The third essay, “Getting Up to Speed” is also relevant to readers of Intermediate Physics for Medicine and Biology. Our Problem 43 of Chapter 2 is about how high animals can jump.
Problem 43 Let’s examine how high animals can jump [Schmidt-Nielsen (1984), pp. 176-179]. Assume that the energy output of the jumping muscle is proportional to the body mass, M. The gravitational potential energy gained upon jumping to a height h is Mgh (g = 9.8 m s−2). If a 3 g locust can jump 60 cm, how high can a 70 kg human jump? Use scaling arguments.
In the next exercise, Problem 44, Russ and I ask the reader to calculate the acceleration of the jumper, which if you solve the problem you will find varies inversely with length.
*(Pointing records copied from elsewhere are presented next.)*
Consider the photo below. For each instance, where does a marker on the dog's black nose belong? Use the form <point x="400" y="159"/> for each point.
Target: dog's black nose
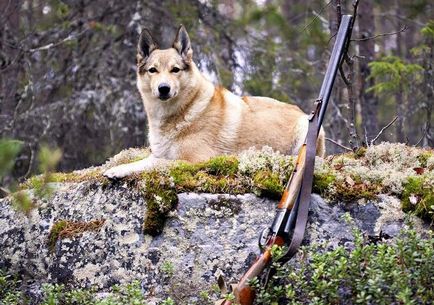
<point x="164" y="89"/>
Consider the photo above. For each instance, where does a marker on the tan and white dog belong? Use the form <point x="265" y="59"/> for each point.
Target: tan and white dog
<point x="191" y="119"/>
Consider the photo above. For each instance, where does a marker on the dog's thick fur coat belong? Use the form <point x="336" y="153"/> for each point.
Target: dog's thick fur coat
<point x="190" y="119"/>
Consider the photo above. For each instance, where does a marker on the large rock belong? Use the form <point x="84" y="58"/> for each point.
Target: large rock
<point x="207" y="234"/>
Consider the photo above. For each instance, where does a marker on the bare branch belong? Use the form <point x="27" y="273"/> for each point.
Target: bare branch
<point x="55" y="44"/>
<point x="424" y="134"/>
<point x="338" y="144"/>
<point x="317" y="16"/>
<point x="383" y="129"/>
<point x="404" y="28"/>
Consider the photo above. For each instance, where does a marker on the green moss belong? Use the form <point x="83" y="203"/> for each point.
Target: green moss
<point x="348" y="191"/>
<point x="160" y="197"/>
<point x="360" y="152"/>
<point x="322" y="182"/>
<point x="423" y="158"/>
<point x="36" y="182"/>
<point x="268" y="184"/>
<point x="222" y="165"/>
<point x="418" y="197"/>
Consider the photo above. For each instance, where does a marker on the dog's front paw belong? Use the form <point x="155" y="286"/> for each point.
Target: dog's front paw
<point x="117" y="172"/>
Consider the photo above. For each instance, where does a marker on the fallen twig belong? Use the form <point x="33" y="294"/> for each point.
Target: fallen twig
<point x="382" y="130"/>
<point x="404" y="28"/>
<point x="338" y="144"/>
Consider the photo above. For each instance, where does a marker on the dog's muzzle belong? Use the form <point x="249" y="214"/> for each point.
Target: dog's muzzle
<point x="164" y="91"/>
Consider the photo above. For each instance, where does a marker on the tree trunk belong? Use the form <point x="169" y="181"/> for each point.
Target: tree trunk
<point x="10" y="63"/>
<point x="368" y="101"/>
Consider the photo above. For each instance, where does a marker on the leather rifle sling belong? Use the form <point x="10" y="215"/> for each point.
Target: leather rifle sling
<point x="306" y="186"/>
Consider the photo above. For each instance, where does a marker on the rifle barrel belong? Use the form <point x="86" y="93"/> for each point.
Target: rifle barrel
<point x="333" y="66"/>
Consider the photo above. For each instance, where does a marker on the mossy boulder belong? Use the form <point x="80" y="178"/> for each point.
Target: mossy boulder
<point x="200" y="220"/>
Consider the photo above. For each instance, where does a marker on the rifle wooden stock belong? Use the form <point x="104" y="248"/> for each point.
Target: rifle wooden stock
<point x="292" y="188"/>
<point x="292" y="211"/>
<point x="244" y="294"/>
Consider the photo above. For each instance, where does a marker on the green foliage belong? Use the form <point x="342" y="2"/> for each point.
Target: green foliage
<point x="8" y="151"/>
<point x="428" y="30"/>
<point x="322" y="181"/>
<point x="392" y="74"/>
<point x="399" y="273"/>
<point x="268" y="184"/>
<point x="55" y="294"/>
<point x="9" y="290"/>
<point x="418" y="196"/>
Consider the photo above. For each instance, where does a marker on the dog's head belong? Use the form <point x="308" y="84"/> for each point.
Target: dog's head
<point x="163" y="74"/>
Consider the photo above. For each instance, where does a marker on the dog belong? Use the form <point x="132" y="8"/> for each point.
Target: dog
<point x="191" y="119"/>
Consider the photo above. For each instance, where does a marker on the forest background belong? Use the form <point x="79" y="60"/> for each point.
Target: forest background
<point x="67" y="68"/>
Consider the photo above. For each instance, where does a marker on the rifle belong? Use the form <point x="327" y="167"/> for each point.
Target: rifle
<point x="290" y="221"/>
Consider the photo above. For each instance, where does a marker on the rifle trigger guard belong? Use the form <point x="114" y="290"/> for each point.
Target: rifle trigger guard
<point x="317" y="105"/>
<point x="263" y="238"/>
Vogel analyzes this same topic, but digs a little deeper. Here examines all sorts of jumpers, including seeds and spores that are hurled upward without the help of muscles at all. He finds that the scaling laws from Problems 43 and 44 do indeed hold, but the traditional reasoning behind the law is flawed.
The diversity of cases for which the scaling rule works ought to raise a flag of suspicion. Why should an argument based on muscle work for systems that do their work with other engines? . . . Something else must be afoot—again, the original argument presumed isometrically built muscle-powered jumpers. In short, the fit of the far more diverse projectiles demands a more general argument for the scaling of projectile performance. . .
Vogel goes on to show that for small animals, muscles would have to work unrealistically fast in order to produce the accelerations required to jump to a fixed height.
The old argument has crashed and burned. The work relative to mass of a contracting muscle deteriorates as animals get smaller rather than holding constant—a consequence of the requisite rise in intrinsic speed. Muscle need not and commonly does not power jumps in real time—elastic energy storage in tendons of collagen, in apodemes of chitin, and in pads of resilin provides power amplification. Finally, muscle powers none of those seed and tiny fungal projectiles. Yet acceleration persists in scaling as the classic argument anticipates. . .
So how does Vogel explain the scaling law?
A possible alternative emerges if we reexamine the relationship between force and acceleration defined by Newton’s second law. If acceleration indeed scales inversely with length and mass directly with the cube of length, then force should scale with the square of the length. Or, put another way, force divided by the square of the length should remain constant. Force over the square of length corresponds to stress, so we’re saying that stress should be constant. Perhaps our empirical finding that acceleration varies with length tells us that stress in some manner limits the systems.
Vogel’s book is full of these sorts of physical insights. I recommend it as supplemental reading for those studying from Intermediate Physics for Medicine and Biology.

1 comment:

  1. Wouldn't the potential energy scale as the length cubed in the limit of a small volume of high energy chemical bonds destined for great heights?